President Biden’s pick to lead the Consumer Financial Protection Bureau (CFPB) is expected to embolden the powerful agency with a more aggressive approach to how banks, lenders and debt collectors treat their customers.
The shift comes after progressives and Wall Street critics raged for years as Trump-appointed CFPB leaders weakened regulations, upended the agency’s structure and took a less combative approach to oversight and enforcement.
The ideological pendulum is now set to swing sharply to the left if Biden’s top choice, Rohit Chopra, takes over the agency.
Chopra, a member of the Federal Trade Commission (FTC) since 2018, was among the CFPB’s first senior officials and has pushed the envelope on how far the government should go to punish consumer abuse.
As the CFPB’s first student loan ombudsman, Chopra was a fierce critic of how servicers handled struggling borrowers. He later made headlines at the FTC for his condemnation of Facebook.
Progressives have hailed Chopra’s nomination and expect him to restore the bureau to the vision laid out by Sen. Elizabeth Warren (D-Mass.), who designed the agency as a special adviser to former President Obama.
“Throughout his career, Rohit has fought on behalf of American consumers, and I think he’s done so in a manner that is both forceful and deliberate,” said former CFPB student loan ombudsman Seth Frotman, who served with Chopra at the bureau.
“Rohit is the exact person for this moment in time to refocus the bureau on its core mission, which is to stand up for consumers,” he continued.
Republicans and industry advocates are bracing for Chopra’s more combative approach and the reversal of their work to rein in the agency during the Trump era, when it was most recently led by former Director Kathy Kraninger.
“One of Director Kraninger’s main priorities was trying to lower the political tension that the agency has always attracted,” said Brian Johnson, a partner at law firm Alston and Bird who served as her deputy CFPB director.
“I think the CFPB will remain a highly divisive and political agency. I hope that it doesn’t,” he added.
The CFPB has been a political flashpoint since its creation through the Dodd-Frank financial reform law signed by Obama in 2010. The agency was designed to regulate consumer financial products, oversee the companies that offer them and punish those that use unfair, abusive or deceptive practices.
Since the CFPB’s structure gives its director unilateral power over nearly everything it does, the agency is largely defined by the priorities of its leader.
Richard Cordray, the first CFPB director, used his perch to write strict rules, file well-publicized lawsuits against banks and lenders and issue frequent warning shots to the financial sector. His Trump-appointed successor, Mick Mulvaney, reversed some of that regulatory work, eased the CFPB’s supervision and installed political advisers to oversee operations that were previously led by career staffers.
And Kraninger, a Trump nominee, sought to split the difference with a low-key approach meant to reduce regulatory burdens without antagonizing her critics.
Both Chopra’s supporters and critics expect him to govern in the Cordray mold, unapologetically holding banks and lenders to strict standards while bringing back the CFPB’s crusading mentality.

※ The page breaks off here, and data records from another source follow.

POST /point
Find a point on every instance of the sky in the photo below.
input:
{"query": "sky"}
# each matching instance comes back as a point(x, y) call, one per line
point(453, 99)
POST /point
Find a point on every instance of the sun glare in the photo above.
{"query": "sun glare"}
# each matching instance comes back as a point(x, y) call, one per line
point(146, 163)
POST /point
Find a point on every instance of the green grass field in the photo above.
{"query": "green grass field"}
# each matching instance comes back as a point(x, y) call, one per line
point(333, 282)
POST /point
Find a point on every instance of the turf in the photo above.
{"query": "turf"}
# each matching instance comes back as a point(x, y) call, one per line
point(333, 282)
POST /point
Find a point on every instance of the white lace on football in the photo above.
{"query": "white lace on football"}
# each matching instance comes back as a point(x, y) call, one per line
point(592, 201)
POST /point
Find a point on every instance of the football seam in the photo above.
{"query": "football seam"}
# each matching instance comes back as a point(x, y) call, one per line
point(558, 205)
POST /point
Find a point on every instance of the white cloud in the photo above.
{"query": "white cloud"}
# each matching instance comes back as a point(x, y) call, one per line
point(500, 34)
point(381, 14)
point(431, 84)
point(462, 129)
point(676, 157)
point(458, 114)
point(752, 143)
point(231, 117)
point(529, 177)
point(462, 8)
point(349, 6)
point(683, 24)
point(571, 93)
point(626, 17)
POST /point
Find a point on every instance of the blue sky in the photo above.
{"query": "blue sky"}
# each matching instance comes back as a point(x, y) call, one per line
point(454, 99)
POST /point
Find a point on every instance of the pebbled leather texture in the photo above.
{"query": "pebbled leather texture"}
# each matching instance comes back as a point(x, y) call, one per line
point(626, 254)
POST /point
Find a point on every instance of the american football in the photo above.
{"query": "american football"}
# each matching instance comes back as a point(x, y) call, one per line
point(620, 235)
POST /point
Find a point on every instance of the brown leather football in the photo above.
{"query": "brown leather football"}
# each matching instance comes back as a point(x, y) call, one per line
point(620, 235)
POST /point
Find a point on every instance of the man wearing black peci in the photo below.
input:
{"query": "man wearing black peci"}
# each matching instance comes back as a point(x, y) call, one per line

“Biden’s decision to nominate Rohit Chopra will make Elizabeth Warren very happy,” said Rep. Patrick McHenry (N.C.), the top Republican on the House Financial Services Committee, in a statement last week.
“This is proof that the Biden team is pandering to members of the far-left who want to weaponize the CFPB to go after financial services companies they simply don’t like.”
Sen. Sherrod Brown (D-Ohio), the incoming chairman of the Senate Banking Committee who will preside over Chopra’s confirmation hearing, called him a “bold and experienced choice” that will “return the CFPB to its central mission.”
The committee has yet to schedule Chopra’s confirmation hearing.
Advocates for stronger financial rules have high hopes for Chopra.
Linda Jun, senior policy counsel at Americans For Financial Reform, said she hopes Chopra takes quick action to protect struggling Americans from any coronavirus-related financial woes, particularly those related to mortgage forbearance and credit reporting, but also unwind structural changes imposed by Republican leaders.
“His work at the FTC as well as the bureau has really shown that he is dedicated to the cause and has a lot of expertise to offer as far as protecting vulnerable consumers and making sure that his regulatory agency returns to its roots in a good way,” Jun said.
With their critics ascendant, the financial industry and their D.C. advocates are treading carefully and hope that the CFPB’s past is not prologue.
“The CFPB … should be an independent agency, free of presidential politics and an advocate for consumers, which requires a consistent, sustainable set of rules,” said Richard Hunt, president and CEO of the Consumer Bankers Association, in a statement.
“This whipsaw effect will stifle innovation and prevent consistent regulations.”